On the other hand, the recording light beam 72 reflected by the surface of the mirror 65a of the first galvanometer 65 is transmitted to the mirrors 78, 79,
80, the mirror 77a of the second galvanometer 77
incident on the surface of Each of the mirrors 76, 78, 79, 8
0 is placed at the corner of the rectangle. Second galvanometer 77
The reading light beam 59 is reflected downward, and the color original image 3
1 is scanned two-dimensionally three times.

On the other hand, the recording light beam 72 is reflected upward and scans the color vapor 82 two-dimensionally. a reading light beam 59;
Since the deflection directions of the recording light beams 72 are opposite to each other, an inverted image of the color original image 81 is recorded on the color vapor 82, similar to the imaging optical system of a conventional color printer. Using this optical system has the advantage that it is easy to handle because the arrangement of color original images and color vapor, changes in size, etc. are the same as in conventional color printers.

An even greater advantage is that since the galvanic L meter is used for reading and recording, the device is inexpensive.

The present invention having the above configuration scans a color original image with a light beam, converts this into an electric signal using a measuring means, and modulates the intensity of the recording light beam with this electric signal.
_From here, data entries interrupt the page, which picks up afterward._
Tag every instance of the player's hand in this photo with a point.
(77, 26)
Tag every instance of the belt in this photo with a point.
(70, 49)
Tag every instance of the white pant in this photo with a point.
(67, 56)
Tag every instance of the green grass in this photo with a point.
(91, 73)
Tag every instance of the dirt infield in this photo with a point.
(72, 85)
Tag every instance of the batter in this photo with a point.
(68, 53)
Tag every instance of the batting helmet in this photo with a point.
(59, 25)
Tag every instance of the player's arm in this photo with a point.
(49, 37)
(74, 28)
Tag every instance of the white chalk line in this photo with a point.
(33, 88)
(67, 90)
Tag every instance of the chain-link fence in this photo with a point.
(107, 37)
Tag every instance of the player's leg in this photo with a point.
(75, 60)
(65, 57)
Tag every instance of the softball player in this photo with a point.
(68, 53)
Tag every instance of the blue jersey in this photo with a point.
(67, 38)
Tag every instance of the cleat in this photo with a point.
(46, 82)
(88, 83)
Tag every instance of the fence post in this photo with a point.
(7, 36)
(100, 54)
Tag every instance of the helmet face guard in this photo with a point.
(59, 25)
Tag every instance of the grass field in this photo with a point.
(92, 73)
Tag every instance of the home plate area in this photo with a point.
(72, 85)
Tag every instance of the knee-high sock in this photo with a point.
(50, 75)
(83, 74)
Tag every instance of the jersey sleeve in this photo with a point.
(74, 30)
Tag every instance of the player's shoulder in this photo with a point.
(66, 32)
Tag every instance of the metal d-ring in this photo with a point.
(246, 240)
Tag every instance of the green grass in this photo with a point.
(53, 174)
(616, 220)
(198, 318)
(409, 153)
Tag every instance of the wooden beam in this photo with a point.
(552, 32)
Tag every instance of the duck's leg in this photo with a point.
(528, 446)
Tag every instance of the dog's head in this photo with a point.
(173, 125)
By processing the signals, it is possible to easily correct the hue, gradation, etc. of each part of the image to produce a good printed photograph.
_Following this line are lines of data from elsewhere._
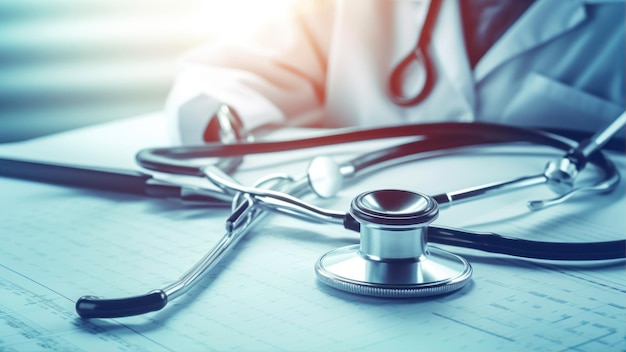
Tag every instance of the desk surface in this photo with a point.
(61, 243)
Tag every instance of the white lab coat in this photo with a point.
(561, 64)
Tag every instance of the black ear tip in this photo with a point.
(95, 307)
Furthermore, since electrical signals can be converted by polarity conversion, even reversed glass films can be printed on color vapor in the same way as color negative films.

[Brief explanation of the drawing]

FIG. 1 is a block diagram schematically showing the apparatus of the present invention, and FIG. 2 is a perspective view showing an embodiment of the optical system of a color printer.

Claims (1)

[Scope of Claims] 1. A reading light beam generating means for generating a reading light beam, a deflection scanning means for deflecting the reading light beam to scan an image recorded on a color original, and a reading light beam that is transmitted through the color original. Measuring means that measures the three color light components of blue, green, and red of the reading light beam, and calculates the output signal from this measuring means so that the image recorded on color paper has the optimal hue and gradation. A correction means for correcting, a polarity switching means for switching the polarity of this correction means, three colors of blue, green, and red.
A recording light beam generating means for generating a recording light beam of colored light is arranged in the optical path of each of the three color recording light beams, and is arranged in the optical path of each of the three color recording light beams, and adjusts each recording light beam according to the color signal outputted from the correction means. A photographic color printer comprising a light modulating means for performing intensity modulation, and a deflection scanning means for deflecting the intensity-modulated three-color light to record an image on color paper. 2. The photographic color printer according to claim 1, wherein the reading light beam generating means and the recording light beam generating means are used in combination. 3. The reading deflection scanning means and the recording deflection scanning means are used together, and one surface of the mirror of the deflection scanning means deflects the reading light beam, and the other surface deflects the recording light beam. Claim 1 characterized in that
Color printer for photos as described in section.